After the tissue section is imaged and destained, it is permeabilized and then contacted with an array comprising a plurality of capture probes. Each capture probe comprises a spatial barcode and a poly(T) sequence that hybridizes to the poly(A) tail of an mRNA analyte in the tissue section, thereby capturing multiple mRNA analytes on the array. The captured mRNAs are then reverse transcribed into cDNAs and amplified using a suitable method described herein. As a result, a cDNA library for spatial gene expression analysis is constructed (final library from GEX spatial array).

Subsequently, hybridization and capture using bait sets are performed. Blocking oligos are hybridized to the analytes in the library to prevent the modification of the sequencing related locations, thus preventing downstream interference during sequencing applications. The library is then dried down for 2-4 hours in a speedvac, which allows samples to be dried under low pressure without heat. The biotinylated bait sets are added to hybridize with the library samples at 65 °C for 2 hours. The avidin- or streptavidin-coated beads are provided to capture the biotinylated bait set-sequence read complexes at 65 °C for 5 minutes. The avidin or streptavidin beads are washed at 65°C to remove any unbound sequence reads. In the alternative, biotinylated bait sets are added to hybridize with the library samples at 65 °C overnight (e.g., for at least 8 hours), and the avidin or streptavidin beads are washed at 60°C to remove any unbound sequence reads. PCR is performed for 15 minutes on the avidin or streptavidin beads to reamplify the targeted library (e.g., to amplify the sequence reads hybridized to the biotinylated baits and subsequently captured by the avidin or streptavidin beads), followed by SPRI cleanup for 15 minutes. The purified targeted library pool is then sequenced.

Example 4: Mouse tissues and neuro panel spatial transcriptomics

A mouse gliable panel of bait oligonucleotides was generated and targeted gene expression was performed on mouse brain tissue sections. Experiments were performed as described in the 10X Genomic Targeted Gene Expression-Spatial User Guide protocol, except mouse brain tissues were used in lieu of human tissue and mouse glia panel was used.

A whole transcriptome panel (control) versus a targeted 65 neuro gene mouse glia panel was run on a Visium array. As seen in FIG. 11, there is very high quality UMI efficiency of recovery and retention of the spatial distribution of the control (Visium whole transcriptome assay) versus the targeted gene panel. FIGs. 12A-12B show pictorially the OLIG2 spatial gene distribution in the control library (FIG. 12A) as compared to the OLIG2 gene in the targeted gene panel library (FIG. 12B). For the control, there were approximately 72k reads/spot with 2211 UMI counts, whereas the targeted gene panel had approximately 3.5k reads/spot with 3315 UMI counts. OLIG2 gene encodes the oligodendrocyte transcription factor 2 which is expressed in oligodendroglial brain cells, and in humans OLIG2 gene is expressed in oligodendroglial tumors of the brain. The results demonstrate that the same methods for targeted gene expression enrichment can also be performed using mouse bait oligonucleotides in mouse tissue samples.

Example 5: Targeted gene panels as applied to human tissue sections

Targeted gene panels were used to target capture gene expression in different human tissues from Visium arrays. Targeted gene expression methods were followed as described in the 10X Genomic Targeted Gene Expression Spatial User Guide protocol.

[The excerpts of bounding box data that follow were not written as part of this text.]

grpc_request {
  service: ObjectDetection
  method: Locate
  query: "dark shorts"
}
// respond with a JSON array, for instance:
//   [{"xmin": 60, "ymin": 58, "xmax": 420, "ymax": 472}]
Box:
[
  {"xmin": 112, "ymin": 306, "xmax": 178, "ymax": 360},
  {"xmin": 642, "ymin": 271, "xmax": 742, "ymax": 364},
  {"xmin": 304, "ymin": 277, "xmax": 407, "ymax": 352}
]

FIGs. 13A-13B show general data results when comparing enrichment of targets using four different gene panels on human glioblastoma tissue sections as compared to a normal whole transcriptome control Visium (non-targeted) spatial array. For all four panels (i.e., Pan-Cancer, Immunology, Gene Signature and Neuroscience enrichment gene panels), on-target reads for the different genes were between 70%-90% regardless of the targeted panel used (FIG. 13A). As shown by the Visium control, roughly 3%-10% of the whole transcriptome mapped reads corresponded to the genes that were in the targeted panels. Further, when comparing the correlation between the Visium control and the Pan-Cancer targeted panel (as a representative targeted panel, but evidenced for all panels), it was observed that the expression profiles were highly reproducible and correlated (R square of 0.98) (FIG. 13B).

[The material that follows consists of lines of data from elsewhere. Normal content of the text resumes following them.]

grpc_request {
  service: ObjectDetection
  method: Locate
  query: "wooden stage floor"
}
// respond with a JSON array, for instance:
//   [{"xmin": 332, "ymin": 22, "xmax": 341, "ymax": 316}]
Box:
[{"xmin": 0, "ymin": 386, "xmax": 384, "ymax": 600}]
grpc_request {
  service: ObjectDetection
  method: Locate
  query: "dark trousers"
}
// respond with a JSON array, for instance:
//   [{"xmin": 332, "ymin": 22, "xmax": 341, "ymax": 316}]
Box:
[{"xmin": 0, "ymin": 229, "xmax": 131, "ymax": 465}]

To demonstrate that multiple tissue types are compatible with the targeted gene enrichment workflow, twelve different tissue types were evaluated for each of the four targeted gene panels (FIGs. 14A-14B) against a Visium control whole transcriptome spatial assay. The twelve tissue types tested were all from human: breast IDC, breast ILC, triple negative breast cancer, cerebellum, colorectal cancer, cortex, glioblastoma, heart, kidney diseased, lung, ovarian tumor and spinal cord. Regardless of tissue type or targeted gene enrichment panel, greater than 90% of the targeted genes were recovered (FIG. 14A) with over 80% matched UMIs (FIG. 14B) relative to the the control Visium whole transcriptome assay. As such, multiple tissue types are compatible with the targeted gene enrichment workflow described herein.

To demonstrate the preservation of clustering when practicing the targeted gene enrichment methods described herein, a Visium whole transcriptome spatial array on human cerebral cortex tissue was compared to a neuroscience panel targeted gene enrichment spatial array. As seen in FIG. 15A (Visium whole transcriptome control) and FIG. 15B (neuroscience panel), clustering was comparable. In fact, for the neuroscience panel, only 5k raw sequencing reads/spot were needed to recaptilulate the major biological pattern seen with the whole transcriptome assay (50k reads/spot for the whole transcriptome control). FIG.

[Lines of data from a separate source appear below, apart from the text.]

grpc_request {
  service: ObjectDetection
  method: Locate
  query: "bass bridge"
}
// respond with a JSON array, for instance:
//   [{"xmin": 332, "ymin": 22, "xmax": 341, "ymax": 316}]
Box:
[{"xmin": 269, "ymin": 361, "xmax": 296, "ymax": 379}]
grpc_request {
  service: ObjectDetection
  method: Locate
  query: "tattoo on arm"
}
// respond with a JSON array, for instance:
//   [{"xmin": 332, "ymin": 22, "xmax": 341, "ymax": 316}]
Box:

15C confims this data, demonstrating excellent correlation between the two data sets for UMIs plotted per gene.

The next question asked was whether the targeted gene panel enrichment protocols could hone in on sub-categories of relevant genes in a tissue, and how that might compare to a pathologist’s annotation of a sample. As such, experiments were performed as described herein on human breast cancer tissue sections. FIG. 16A shows a pathologist’s annotation for different cells in a breast cancer tissue: DCIS, fat, fibrous tissue, immune cells, invasive carcinoma cells and normal gland cells were identified. Specifically, regions representing invasive carcinoma cells, fibrous tissue, and immune cells are circled by dashed lines, dotted lines, and solid lines, respectively. FIG. 16B shows the pathologist’s annotiations converted to Visium whole transcriptome data. FIG. 16C shows 196 breast cancer genes from the Pan- Cancer gene enrichment panel, narrowed down to the expression of ERBB2 gene from the Pan-Cancer enrichment panel (FIG. 16D). As seen in the figures, the targeted Pan-Cancer panel following the 196 breast cancer genes from that panel demonstrate that targeted gene expression is comparable to a pathologist’s annotation, further that ERBB2 was most abundantly expressed in the invasive carcinoma compartment as expected. Further, all data were obtained using only 5k reads/spot, as compared to 50k reads/spot for a Visium whole transcriptome. Such efficiencies require a fraction of the sequencing cost of performing whole transciptome spatial analysis, therefore not only benefitting targeted gene expression but also providing cost savings.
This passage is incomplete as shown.